(Por Diego Nofal).- La reciente aprobación en la Legislatura de Catamarca del convenio que establece un reparto igualitario de regalías y tributos mineros con Salta por el proyecto Diablillos desató una tormenta política cuyas esquirlas apuntan directamente contra la gestión del gobernador Raúl Jalil.
La senadora por Antofagasta de la Sierra, Alejandra Soriano, no solo votó en contra del acuerdo, sino que lanzó una acusación de enorme gravedad institucional: la provincia estaría cediendo de manera inconsulta una porción sustancial de su patrimonio minero a cambio de una supuesta paz transitoria con la vecina jurisdicción.
El corazón del escándalo radica en el esquema “50 y 50” diseñado para distribuir los beneficios de la explotación de Diablillos. Según la legisladora, la mayoría de los recursos minerales en disputa se asientan sobre territorios históricamente pertenecientes a Catamarca. Ceder la mitad de los ingresos fiscales futuros sin que exista una delimitación definitiva aprobada por el Congreso Nacional constituye, en la práctica, una renuncia anticipada a derechos soberanos.
La crítica no es un capricho opositor: es la expresión de una lógica elemental de defensa de los recursos provinciales que la administración de Raúl Jalil parece haber extraviado en el laberinto de los acuerdos políticos.
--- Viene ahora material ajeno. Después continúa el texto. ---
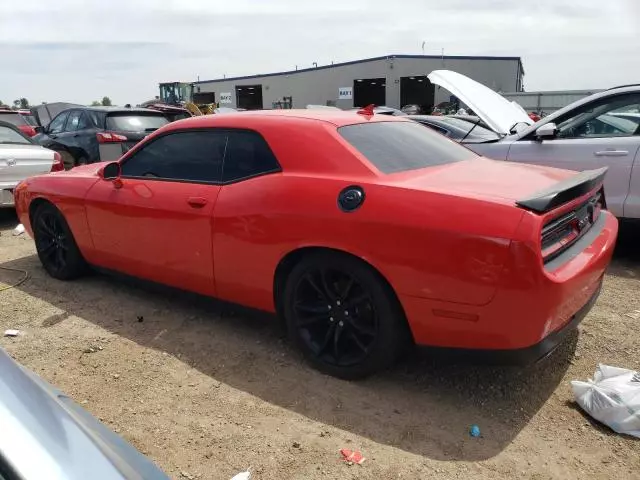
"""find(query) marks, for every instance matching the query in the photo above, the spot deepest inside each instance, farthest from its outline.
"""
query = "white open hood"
(496, 111)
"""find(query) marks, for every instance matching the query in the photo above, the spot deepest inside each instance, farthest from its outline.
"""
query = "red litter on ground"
(352, 456)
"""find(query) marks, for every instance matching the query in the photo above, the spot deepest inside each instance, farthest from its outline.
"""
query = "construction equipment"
(181, 94)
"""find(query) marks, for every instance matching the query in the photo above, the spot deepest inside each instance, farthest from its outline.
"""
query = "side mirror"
(111, 173)
(547, 131)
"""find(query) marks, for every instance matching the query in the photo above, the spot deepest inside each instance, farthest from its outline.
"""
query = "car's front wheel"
(56, 247)
(342, 315)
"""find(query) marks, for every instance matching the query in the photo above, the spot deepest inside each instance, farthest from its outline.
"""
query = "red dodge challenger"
(364, 232)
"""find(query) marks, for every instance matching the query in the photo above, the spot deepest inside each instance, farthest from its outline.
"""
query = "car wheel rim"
(335, 317)
(52, 241)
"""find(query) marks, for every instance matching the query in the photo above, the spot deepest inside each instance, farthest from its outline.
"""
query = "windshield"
(466, 126)
(13, 118)
(8, 135)
(135, 123)
(399, 146)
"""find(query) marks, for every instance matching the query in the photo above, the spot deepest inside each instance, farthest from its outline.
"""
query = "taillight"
(57, 166)
(109, 137)
(560, 233)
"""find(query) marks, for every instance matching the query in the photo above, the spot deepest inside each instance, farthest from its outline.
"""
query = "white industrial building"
(394, 81)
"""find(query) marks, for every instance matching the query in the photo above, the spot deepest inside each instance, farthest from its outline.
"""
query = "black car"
(457, 128)
(96, 134)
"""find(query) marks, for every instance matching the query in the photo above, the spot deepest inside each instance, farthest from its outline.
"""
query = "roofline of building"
(554, 92)
(364, 60)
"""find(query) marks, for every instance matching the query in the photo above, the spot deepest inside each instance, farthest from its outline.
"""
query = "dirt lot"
(207, 390)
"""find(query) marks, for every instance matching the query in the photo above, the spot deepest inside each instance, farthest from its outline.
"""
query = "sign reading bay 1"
(345, 93)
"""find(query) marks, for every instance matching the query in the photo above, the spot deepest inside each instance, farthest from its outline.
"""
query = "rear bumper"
(533, 309)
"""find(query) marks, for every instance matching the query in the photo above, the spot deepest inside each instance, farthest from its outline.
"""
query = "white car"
(20, 158)
(602, 130)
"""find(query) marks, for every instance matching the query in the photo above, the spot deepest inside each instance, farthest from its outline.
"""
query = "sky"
(81, 50)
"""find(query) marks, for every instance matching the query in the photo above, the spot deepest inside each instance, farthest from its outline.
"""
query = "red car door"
(158, 224)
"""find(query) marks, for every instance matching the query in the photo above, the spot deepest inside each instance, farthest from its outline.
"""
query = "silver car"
(602, 130)
(20, 158)
(46, 435)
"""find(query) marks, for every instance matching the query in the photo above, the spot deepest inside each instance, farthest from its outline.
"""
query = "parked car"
(20, 158)
(92, 134)
(15, 118)
(602, 130)
(385, 111)
(412, 109)
(45, 434)
(365, 232)
(28, 117)
(46, 112)
(456, 128)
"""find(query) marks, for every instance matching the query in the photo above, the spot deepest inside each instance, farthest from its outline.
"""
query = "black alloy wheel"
(336, 316)
(55, 244)
(342, 315)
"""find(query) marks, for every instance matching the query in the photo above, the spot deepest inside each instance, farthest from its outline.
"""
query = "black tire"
(336, 298)
(56, 247)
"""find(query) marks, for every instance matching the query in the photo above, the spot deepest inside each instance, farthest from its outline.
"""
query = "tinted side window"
(191, 156)
(73, 121)
(248, 155)
(57, 124)
(96, 119)
(398, 146)
(617, 116)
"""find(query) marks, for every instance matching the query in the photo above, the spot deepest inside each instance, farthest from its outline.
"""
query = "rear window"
(30, 119)
(399, 146)
(135, 123)
(12, 117)
(7, 135)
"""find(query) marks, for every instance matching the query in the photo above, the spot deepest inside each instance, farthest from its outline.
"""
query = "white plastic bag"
(612, 397)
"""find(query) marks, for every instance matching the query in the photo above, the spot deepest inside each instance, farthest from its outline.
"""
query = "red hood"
(90, 170)
(482, 178)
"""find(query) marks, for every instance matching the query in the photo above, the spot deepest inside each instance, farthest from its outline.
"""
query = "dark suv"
(97, 134)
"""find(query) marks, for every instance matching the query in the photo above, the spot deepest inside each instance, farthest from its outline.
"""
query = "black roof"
(365, 60)
(118, 109)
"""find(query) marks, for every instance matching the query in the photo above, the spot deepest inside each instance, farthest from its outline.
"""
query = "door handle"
(197, 202)
(612, 153)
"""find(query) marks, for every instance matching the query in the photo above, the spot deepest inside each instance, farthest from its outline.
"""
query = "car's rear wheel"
(56, 247)
(342, 315)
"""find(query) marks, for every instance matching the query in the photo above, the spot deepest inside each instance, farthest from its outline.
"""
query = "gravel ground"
(207, 389)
Lo más desgarrador del debate no fueron las cifras, sino el contraste brutal que la propia Soriano expuso al vincular la discusión minera con la dramática realidad social de la Puna. Denunció que no puede aceptarse con naturalidad la existencia de niños con dificultades alimentarias en escuelas de Antofagasta de la Sierra mientras desde ese mismo departamento se extraen minerales de valor geopolítico mundial. Esta declaración interpela directamente al gobernador.

Las fuertes críticas a la decisión de la Legislatura de Catamarca
¿De qué sirve alardear sobre el potencial del litio, el oro y el cobre si las comunidades que conviven con los proyectos extractivos siguen postergadas? La senadora aclaró que su reclamo no es contra la minería ni las inversiones privadas, sino que exige justicia territorial, representación política real y un esquema de desarrollo que transforme la explotación en obras, infraestructura, empleo genuino y mejoras concretas. Ese grito desde la Puna es una radiografía de la deuda que la gestión de Jalil mantiene con los sectores más vulnerables de la provincia.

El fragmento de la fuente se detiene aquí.